A D. Laura entrava e nós ficávamos cá fora,
bem guardados pelo Sr. Leitão porteiro, que era mau como as cobras e
vestia um capote castanho, com botões dourados e gola vermelha, que até
parecia um general soviético, embora na bilheteira é que estivesse o Sr.

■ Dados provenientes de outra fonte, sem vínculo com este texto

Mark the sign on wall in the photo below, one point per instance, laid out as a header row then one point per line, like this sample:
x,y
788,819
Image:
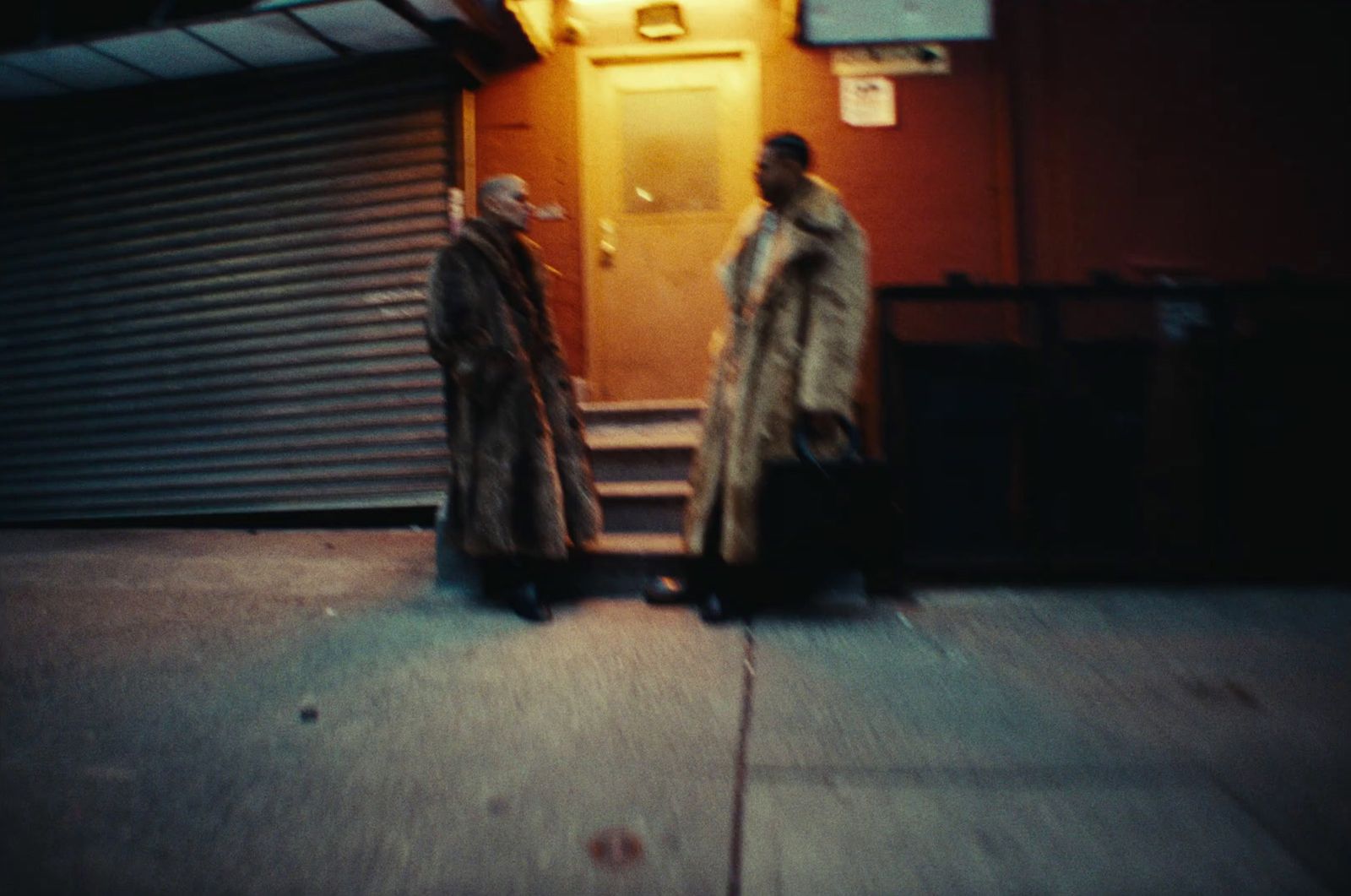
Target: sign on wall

Castro, comunista, alfaiate e bom amigo.
Perdíamos os desenhos animados,
perdíamos os "documentários", mas na horinha do arranque do filme a
sério vinha a ordem da D. Laura e imediatamente desatávamos a correr
Cinema acima, dois andares a bater chancas em chão de soalho com
escarradores, numa trovoada que quase deitava a casa abaixo, até
chegarmos ao nosso sítio. Só ali voltávamos a portar-nos bem, sempre
perante o olhar bondoso e compreensivo da nossa benfeitora, que, do seu
camarote ao lado da cabina de projecção do Sr. Reinaldo Pires, nos
lançava mais um sorriso, com o dedo de chiu sobre os lábios finos.
O
nosso sítio era uma frisa e cheirava a veludo velho e tabaco. Quase que
pertencíamos ao filme. O som dos altifalantes entrava-nos pelo corpo
dentro, estremecia-nos, eu era do tamanho dum buraco do nariz do Maciste
e tinha que me afastar para não ser sugado. Foi ali que eu conheci
pessoalmente o Ursus, o Spartacus, o Ben-Hur e o Hércules e podem crer
que aqueles cenários de papelão só pareciam de papelão. Eu sei, porque
estive nos filmes. Fui eu que ajudei o Sansão a dizer "morra Sansão e
todos os que aqui estão", para eu e ele nos vingarmos da traidora da
Dalila e acabarmos com o filme logo ali, porque aquilo não se faz, e não
me venham dizer que ele não disse nada disto.
Perguntassem ao
"Sandim". Ele é que ia à estação de comboios "buscar os artistas", num
carrinho com rodas de madeira. Mas não trazia os beijos todos. Não
cabiam nas bobinas, decerto. As cópias dos filmes eram velhas, cheias de
cortes, no melhor e mais quentinho passavam sempre à frente. Como o
Jornal da Igreja Nova trazia uma sinopse das películas do fim-de-semana,
nós achávamos que o
Sr. Arcipreste
fazia um visionamento prévio e culpávamo-lo por aquele imperdoável acto
de censura. Mal eu sabia que ainda havia de ser feito um filme sobre
esta história, mas em italiano.
No meu Cinema, no tempo em que o
que eu queria era crescer para ver filmes "para maiores de 17", havia
também umas senhoras da Rua de Baixo e de Santo Ovídio que faziam de
arrumadoras e tomavam conta do
buffet,
onde serviam gasosas, laranjadas, café de cafeteira e rebuçados
mulatos. Ao intervalo, enquanto o ardina entrava plateia dentro com a
edição do Norte Desportivo de domingo à noite, já com os resultados e
relatos dos jogos todos, os espectadores recebiam umas senhas para irem
lá fora tomar café em condições.
No meu Cinema liam-se as legendas
em voz alta para os analfabetos. O respeito e a, como hoje se diria,
segurança eram zelados pelo Senhor Barroco, pelos Sr. José e Sr. António
do Santo e pelo Sr. António Quim, que eu sempre confundi com o outro, o
de "Zorba, o Grego". Foi na companhia desta gente que eu cresci. Mal
comecei a ganhar, passei a ter bilhete reservado para todas as sessões
e, depois do 25 de Abril, até vi o "Último Tango em Paris". Duas vezes.
Deixei
Fafe no início da década de 1980 e o meu Cinema entrou em ruína. Pensei
que outros tivessem ficado a tomar conta, mas enganei-me. Depois de 25
anos de inactividade, muita politiquice e um impressionante trabalho de
recuperação, o Teatro-Cinema de Fafe reabriu portas em 2009, sem
Maciste, sem Sansão nem Dalila, sem o Sr. José do Santo e sem a D. Laura
Summavielle. Já lá não estão, já cá não estão. O novo Teatro-Cinema de
Fafe, que só conheço por fora, funciona agora como entreposto cultural
camarário. O que é certamente aplaudível e tem muito mais cagança, mas
não é a mesma coisa.
(Texto publicado no dia 26 de Setembro de 2011. Acrescentei-lhe agora a foto.)